Los buques petroleros que parten de México con destino a Cuba han concentrado la atención internacional durante el último mes, en medio de señalamientos de congresistas estadounidenses y versiones sobre una posible suspensión de cargamentos. Tras la intervención de Estados Unidos en Venezuela y el impacto en su industria energética, México se convirtió de facto en el principal proveedor de hidrocarburos para la isla, una relación que existe desde 1993, pero que se intensificó a partir de 2024.
La presidenta Claudia Sheinbaum ha explicado que los envíos se dividen en ayuda humanitaria y contratos comerciales celebrados por Petróleos Mexicanos (Pemex) con el Gobierno cubano. En su conferencia matutina de este miércoles, la mandataria reiteró que el apoyo humanitario continuará al tratarse de una decisión soberana, mientras buscó deslindar estas acciones de las operaciones comerciales de la petrolera estatal.
De acuerdo con registros del Banco de México, Pemex ha exportado petróleo a Cuba de manera constante desde 1993, aunque por décadas se trató de volúmenes marginales. El cambio se dio a partir de octubre de 2024, cuando la isla enfrentaba ya cuatro meses de crisis energética, situación que se agravó en noviembre tras el impacto del huracán Rafael. Desde entonces, los envíos mexicanos aumentaron y fueron catalogados por el Gobierno federal como ayuda humanitaria.
Pemex informó a la Comisión de Valores y Bolsa de Estados Unidos (SEC) que desde julio de 2023 realiza exportaciones de hidrocarburos a Cuba a través de su subsidiaria Gasolinas del Bienestar. En su reporte más reciente, publicado en diciembre, la empresa señaló que en los primeros nueve meses de 2025 exportó en promedio 17 mil 200 barriles diarios, equivalentes al 3.3% de sus ventas al exterior, bajo contratos en pesos mexicanos y a precios de mercado. La presidenta aseguró que la petrolera dará detalles adicionales sobre estas operaciones en los próximos días, mientras la cifra exacta de los barriles donados permanece sin aclararse.

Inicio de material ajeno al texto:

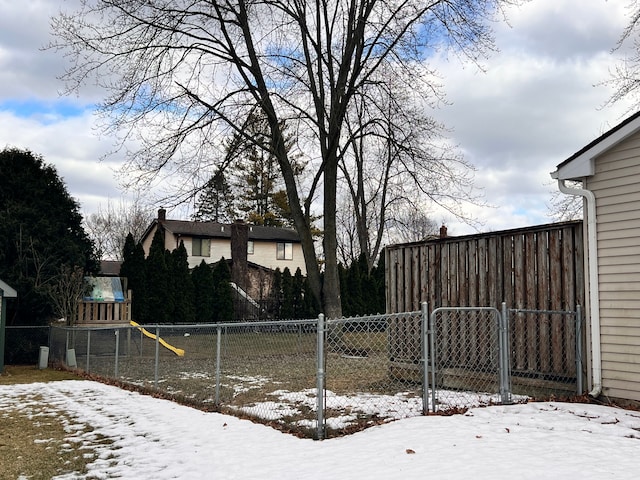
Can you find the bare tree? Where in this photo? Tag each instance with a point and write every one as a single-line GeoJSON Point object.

Firmas privadas del sector energético han estimado que cada buque que zarpa desde Coatzacoalcos, Veracruz, transporta alrededor de 80 mil barriles, un volumen que no cubre las necesidades diarias de Cuba, calculadas entre 60 mil y 80 mil barriles. En semanas recientes, la isla dejó de recibir los 35 mil barriles diarios que le suministraba Venezuela, lo que ha derivado en apagones generalizados y un aumento en los precios del combustible en el mercado negro. En este contexto, el expresidente estadounidense Donald Trump afirmó que Cuba se encuentra “muy cerca del colapso”, en la misma semana en que trascendió la suspensión temporal de los envíos de Pemex hacia La Habana.